Après avoir claqué la porte de l'Ouest canadien parce qu'elle y jugeait l'industrie pétrolière «réfractaire» à l'adoption de ses technologies, la société montréalaise Prosep sent enfin les mentalités changer. Et veut maintenant refaire sa conquête de l'Ouest en bonne et due forme.

Prosep, qui vend aux pétrolières des systèmes capables de séparer le pétrole de l'eau et du gaz, a raflé jeudi dernier son plus important contrat en carrière auprès des exploitants des sables bitumineux de l'Alberta. L'entreprise a vendu un système de séparation pour 2 millions de dollars à une «grande société pétrolière» dont le nom n'a pas été dévoilé.

Le président et chef de la direction de Prosep, Jacques Drouin, souhaite que ce contrat soit le premier d'une longue série.

«On est en train de sérieusement repositionner une partie de l'entreprise vers l'Ouest canadien», a confié M. Drouin à La Presse Affaires lors d'une entrevue téléphonique.

Le contrat annoncé jeudi a été décroché grâce à une alliance commerciale avec une firme d'ingénierie d'Edmonton, Thermo Design, qui pourrait en faire débouler d'autres. Mais Jacques Drouin affirme que Prosep pourrait aussi carrément réaliser une acquisition dans l'Ouest.

L'entreprise est bien consciente de la taille du marché et rappelle que les sables bitumineux albertains représentent la deuxième réserve de pétrole du monde après l'Arabie Saoudite.

Conquête de l'Ouest, prise deux

Prosep avait pourtant déjà testé le marché de l'Ouest il y a une demi-douzaine d'années, mais sans grand succès.

«La dernière fois qu'on était allés là, on s'était un peu cassé les dents. Pour ce qui est des nouvelles technologies relatives au traitement de l'eau, l'Ouest canadien est l'un des endroits les plus conservateurs du monde», dit M. Drouin.

Prosep avait réalisé une importante acquisition en Norvège en 2007 et avait plutôt choisi de se tourner vers ce marché, plus ouvert à la nouveauté.

«À l'époque, j'avais dit: nous sommes une petite entreprise, nous devons aller là où les fruits sont les plus mûrs. Allons en Norvège et en mer du Nord, et on reviendra dans l'Ouest canadien quand ce sera opportun. Je pense qu'on y arrive», dit M. Drouin.

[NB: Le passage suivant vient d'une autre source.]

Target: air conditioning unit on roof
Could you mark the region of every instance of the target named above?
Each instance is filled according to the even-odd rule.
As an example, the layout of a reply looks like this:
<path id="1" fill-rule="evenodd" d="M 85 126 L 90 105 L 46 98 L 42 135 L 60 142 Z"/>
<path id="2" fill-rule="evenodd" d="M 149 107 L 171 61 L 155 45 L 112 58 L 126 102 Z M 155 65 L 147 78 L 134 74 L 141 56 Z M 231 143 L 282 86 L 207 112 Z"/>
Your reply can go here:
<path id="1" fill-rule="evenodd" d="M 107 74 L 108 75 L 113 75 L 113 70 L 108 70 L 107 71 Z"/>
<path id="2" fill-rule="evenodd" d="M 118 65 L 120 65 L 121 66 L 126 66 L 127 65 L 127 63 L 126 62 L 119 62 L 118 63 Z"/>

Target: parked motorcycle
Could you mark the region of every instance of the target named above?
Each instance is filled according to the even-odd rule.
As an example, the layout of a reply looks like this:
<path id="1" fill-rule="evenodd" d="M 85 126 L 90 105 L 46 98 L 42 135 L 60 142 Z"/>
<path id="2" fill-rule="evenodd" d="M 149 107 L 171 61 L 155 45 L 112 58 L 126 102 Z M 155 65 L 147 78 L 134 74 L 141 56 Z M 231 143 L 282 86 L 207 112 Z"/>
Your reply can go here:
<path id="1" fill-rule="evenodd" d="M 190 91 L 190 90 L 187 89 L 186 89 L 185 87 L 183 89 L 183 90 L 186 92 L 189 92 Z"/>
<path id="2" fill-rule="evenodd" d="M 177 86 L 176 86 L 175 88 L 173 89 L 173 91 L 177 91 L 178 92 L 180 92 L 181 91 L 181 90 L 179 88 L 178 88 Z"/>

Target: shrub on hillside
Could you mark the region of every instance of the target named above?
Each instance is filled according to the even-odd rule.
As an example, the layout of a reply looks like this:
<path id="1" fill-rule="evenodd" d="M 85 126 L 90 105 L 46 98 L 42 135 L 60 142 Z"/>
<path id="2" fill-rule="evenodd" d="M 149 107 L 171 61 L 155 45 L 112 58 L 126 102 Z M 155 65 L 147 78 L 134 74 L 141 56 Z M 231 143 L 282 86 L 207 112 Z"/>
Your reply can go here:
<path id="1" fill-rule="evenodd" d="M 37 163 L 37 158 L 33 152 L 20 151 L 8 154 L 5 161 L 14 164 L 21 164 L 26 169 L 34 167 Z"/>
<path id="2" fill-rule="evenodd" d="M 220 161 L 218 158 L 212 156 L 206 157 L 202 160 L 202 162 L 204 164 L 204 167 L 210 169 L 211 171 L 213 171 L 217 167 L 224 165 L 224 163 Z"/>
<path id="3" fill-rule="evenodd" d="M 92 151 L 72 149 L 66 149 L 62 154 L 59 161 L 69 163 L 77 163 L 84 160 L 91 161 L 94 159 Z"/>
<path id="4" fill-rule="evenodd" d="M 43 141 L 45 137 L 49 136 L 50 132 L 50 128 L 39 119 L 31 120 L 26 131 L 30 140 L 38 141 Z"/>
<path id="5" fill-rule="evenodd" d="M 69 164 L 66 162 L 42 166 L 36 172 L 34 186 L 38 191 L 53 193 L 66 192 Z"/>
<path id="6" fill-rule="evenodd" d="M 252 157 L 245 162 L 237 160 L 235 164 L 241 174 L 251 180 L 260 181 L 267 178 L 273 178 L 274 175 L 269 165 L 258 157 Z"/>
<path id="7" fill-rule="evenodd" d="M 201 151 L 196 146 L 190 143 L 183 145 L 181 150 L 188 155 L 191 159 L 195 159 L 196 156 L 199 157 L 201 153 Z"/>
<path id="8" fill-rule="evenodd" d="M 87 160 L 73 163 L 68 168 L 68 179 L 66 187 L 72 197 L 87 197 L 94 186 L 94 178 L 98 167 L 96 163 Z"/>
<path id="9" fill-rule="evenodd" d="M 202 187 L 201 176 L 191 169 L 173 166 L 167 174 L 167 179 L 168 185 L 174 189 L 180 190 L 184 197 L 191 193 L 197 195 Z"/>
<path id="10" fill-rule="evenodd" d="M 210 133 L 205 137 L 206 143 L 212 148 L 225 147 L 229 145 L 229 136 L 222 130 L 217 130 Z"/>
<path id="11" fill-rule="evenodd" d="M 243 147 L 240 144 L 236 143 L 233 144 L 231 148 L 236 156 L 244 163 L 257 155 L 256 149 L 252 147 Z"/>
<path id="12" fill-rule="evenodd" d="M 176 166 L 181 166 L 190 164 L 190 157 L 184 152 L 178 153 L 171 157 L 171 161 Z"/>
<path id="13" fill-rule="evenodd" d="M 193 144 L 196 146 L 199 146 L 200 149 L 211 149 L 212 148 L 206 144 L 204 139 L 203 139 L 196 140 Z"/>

Selon lui, une combinaison de facteurs parmi lesquels figurent la récession, la prise de conscience des dégâts environnementaux causés par l'eau de production utilisée pour l'extraction des sables bitumineux et l'accident de BP dans le golfe du Mexique sont en train de faire changer les mentalités dans l'Ouest.

«Total et Statoil sont des entreprises européennes qui commencent à prendre beaucoup de poids dans l'Ouest. Et ce sont des entreprises qui ont une culture, sans dire respectueuse de l'environnement, disons plus sensible aux enjeux environnementaux», souligne aussi M. Drouin.

Pour l'instant, l'entreprise montréalaise n'a pas la prétention de changer le monde. Le système qu'elle vient de vendre n'a «pas de lien avec la pollution. Ça a un lien avec la production», dit M. Drouin.

Mais le grand patron croit que ses technologies, capables de retirer le pétrole des eaux de production, pourraient ultérieurement aider à rendre l'extraction des sables bitumineux moins polluante.

Le titre de Prosep a clôturé à 10 cents à la Bourse de Toronto vendredi, inchangé par rapport à son cours de la veille.